Oram’s Arbour represents the western limit, including an entrance (Biddle 1968). The southern ditch lies under the Assize Courts, and there is the suggestion of another entrance between here and Southgate Street. The northern ditch has been traced from Oram’s Arbour to just south of the railway station and as far as Sussex Street after which it seems to be heading for another entrance on the site of the Roman and Medieval Northgate, and there are hints of the ditch a bit further east of this. The eastern defences have not been located, but may lie on the line of Parchment Street where the alluvial valley deposits start; there is certainly Middle Iron Age occupation between St. Peter’s Street and Parchment Street, under the NatWest bank.

Occupation is extensive within the enclosure (and also outside the putative northern gate) including shallow ditched enclosures, round houses, some storage pits and square ‘granaries’ e.g. Tower Street (Biddle 1965). The associated pottery is in the ‘St. Catharine’s Hill’ saucepan pot style, though there is a small amount of Late Bonze Age – Early Iron Age activity. The latest ‘Late Iron Age’ pottery noted by Qualmann et al. (2004) in their monograph on the site represents the tail-end of this tradition with decorated handmade ‘pigeon breasted’ bowls, but associated with the earliest wheel-turned vessels, comparable with feature F400 at Owslebury with an associated with Dressel (1a?) amphora, so late second to early first century BC. There is also a fragment of a ‘coin mould’ from Saxon levels on the Cathedral Green site.

Finds comparable with the later Late Iron Age horizons at Owslebury are notably rare at Winchester, suggesting the site had been virtually abandoned except perhaps for small areas on Oram’s Arbour and under the Assize Courts, perhaps outside the defences. Certainly there is nothing comparable to finds from oppida such as Silchester, and there is a gap of about 100 years between Oram’s Arbour and the earliest pre-Flavian occupation in the Roman town. There is however one enigmatic feature, a mound or terrace at the junction of St. George’s Street and Jewry Street, up to 3m high and incorporating a layer of burnt flint and charcoal up to 1m thick; it overlies the Middle Iron Age occupation and is overlain by pre-Flavian timber buildings (Cunliffe 1964). The few sherds from it suggest a late first century BC date.

In 2006 Oxford Archaeology conducted excavations adjacent to the public library, a record of which can be found here.


OS map reference: SU 482 293. Nearest town/village: Winchester.


Biddle M. 1965. Excavations at Winchester 1964: third interim report. Antiquaries Journal 45:230–264.

Biddle M. 1968. Excavations at Winchester 1967: sixth interim report. Antiquaries Journal 48:250–284.
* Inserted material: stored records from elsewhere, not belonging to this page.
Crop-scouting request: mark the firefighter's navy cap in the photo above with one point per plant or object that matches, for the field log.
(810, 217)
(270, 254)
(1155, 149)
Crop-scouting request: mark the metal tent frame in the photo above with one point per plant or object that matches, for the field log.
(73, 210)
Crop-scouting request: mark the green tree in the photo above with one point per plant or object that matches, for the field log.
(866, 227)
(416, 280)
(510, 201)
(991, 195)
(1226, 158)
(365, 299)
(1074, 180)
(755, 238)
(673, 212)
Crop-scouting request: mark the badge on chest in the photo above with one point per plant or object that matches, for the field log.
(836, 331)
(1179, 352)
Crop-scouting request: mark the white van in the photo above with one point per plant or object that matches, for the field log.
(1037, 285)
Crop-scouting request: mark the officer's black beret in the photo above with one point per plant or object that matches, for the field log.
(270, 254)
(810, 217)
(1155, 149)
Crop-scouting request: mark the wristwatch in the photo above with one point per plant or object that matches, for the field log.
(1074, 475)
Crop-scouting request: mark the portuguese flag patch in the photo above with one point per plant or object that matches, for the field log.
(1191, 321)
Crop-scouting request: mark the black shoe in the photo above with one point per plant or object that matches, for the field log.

Biddle M. 1975. Excavations at Winchester 1971: tenth interim report. Antiquaries Journal 55:96–126, 295–337.

Collis, J.R. 1978. Winchester Excavations 1949–1960. Vol. 2: excavations in the suburbs and western parts of the town. Winchester, Winchester City Museum.

Collis, J.R. forthcoming. Excavations in Winchester, 1949–1960. Vol. 3: excavations in the High Street and St. George’s Street.

Cunliffe, B.W. 1964. Winchester Excavations 1949–1960. Vol. 1. Winchester, Winchester City Museum.

Qualmann, K.E., Rees, H., Scobie, G.D. and Whinney, R. 2004. Oram’s Arbour: the Iron Age enclosure at Winchester, Vol. 1: investigations 1950–1999. Winchester, Winchester Museums Service and English Heritage.